I had a very basic understanding of Ms. Kwok's own personal background and once I started reading her book, I caught myself several times, having to remind myself that this wasn't Ms. Kwok's autobiography. However, I am left wondering, after reading such a beautiful and at times emotional account of young Kimberly's journey, how much of this book is art imitating life?
Ironically, I'm married to an immigrant. My husband, Gareth, is British and immigrated to the states in 2005. I myself immigrated to the United Kingdom after we were married in October of 2003. I am often ashamed to admit that I found the transition to life in the UK difficult at times. The United States had immersed itself in a war in Iraq and people in the UK and Europe either loved us or hated us. Most of the time I found myself running into people who hated Americans. As I read deeper and deeper into Girl in Translation I found myself able to empathize on a number of small points.
While young Kimberly had to learn an entirely new language, there were times during the years I lived in the UK when I felt like I was trying to adjust to a different type of English. Little did I know, all of those years I had been speaking "American English" while the British were speaking The Queen's English! I certainly found myself saying "Pardon me?" several times throughout the course of every day.
Where Kimberly and my own immigrant paths diverge is when it comes to family. My British in-laws embraced me and did everything within their power to help make my own "translation" into English life easier and more comfortable. However Kimberly's aunt Paula brought her sister and niece to to the United States from China with the promise of life spent with her caring for her children, while living in their comfortable apartment.
Instead, the self-interested aunt Paula moves them into a roach and rat infested apartment, where Kimberly and her mother spend a lot of time devising ways to keep the non-human inhabitants of their squalid apartment at bay.
Aunt Paula employs Kimberly and her mother, not in her own home, but at the sweatshop in Brooklyn, New York, that she manages.
Ms.

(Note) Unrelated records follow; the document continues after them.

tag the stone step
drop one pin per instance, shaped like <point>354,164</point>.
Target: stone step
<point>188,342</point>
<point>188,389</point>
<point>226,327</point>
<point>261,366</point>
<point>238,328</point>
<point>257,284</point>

Kwok deftly weaves the story of how Kimberly shines in school and excels, albeit with a bit of difficulty in the beginning, at everything academic, while still trying to help her mother complete her quota of work at the factory, often very late into the night. There were several times while I read the book that I felt foolish for ever crying onto my new husband's shoulder back in the early days of our marriage. The main source of my frustration was that I didn't think I'd ever master learning how to drive on the left side of the road in the UK, much less master the operation of a motor vehicle where everything inside the car was on the opposite side to how I was raised and had been accustomed to for the last 34 years.
Kimberly has to learn an entirely new language and try to make her own rigid Chinese culture mesh with the looser more liberal American culture in order to fit in. Her mother, while very strict and centered on family and honor, is not the typical "Tiger Mother" I was expecting. She does at times bend enough to allow Kimberly the freedom to fit in with her peers.
Throughout the book Kimberly forms a close friendship -- what most young American girls would term a "bestie" with young Annette, which allows her interesting glimpses into the life of privileged and wealthy Americans. She continues to excel through her high school years which are spent in a prestigious private school in New York City, all the while spending many a late night spent helping her mother in the dusty, hot and humid sweatshop. Kimberly forgoes many typical American teenage social events so that she can help her mother put food on the table and keep a roof over their heads.
While the book moves swiftly through the lives of Kimberly and her mother, shedding light on life spent working on a sweatshop factory, Kimberly's academic pursuits and wins, then Kimberly's minor and major romances, I was a bit disappointed that there was not more of a compare and contrast between life here in the United States versus that of life in China.
I would have appreciated a more in depth look at life in China and what would have made Kimberly and her mother jump at the chance to move to the United States? I don't think I quite understood the impetus to move, aside from Kimberly's mother feeling like it was her duty to help her sister, Paula. Their life in China seemed to hold more comfort and honor. Although, at the end of the book, without spoiling the end for you, Kimberly travels a long and at times very difficult road to honor her mother, despite the hardship and heartbreak she goes through, to do so. In the end, most of all, she honors her own vision of herself.
I would wholeheartedly recommend Girl in Translation if you're looking for a quick, but compelling and emotionally satisfying read. It offers a unique view into the lives of immigrants who come to this country with the expectation of easily making their way into the largess of American society but find the reality of what awaits them quite different.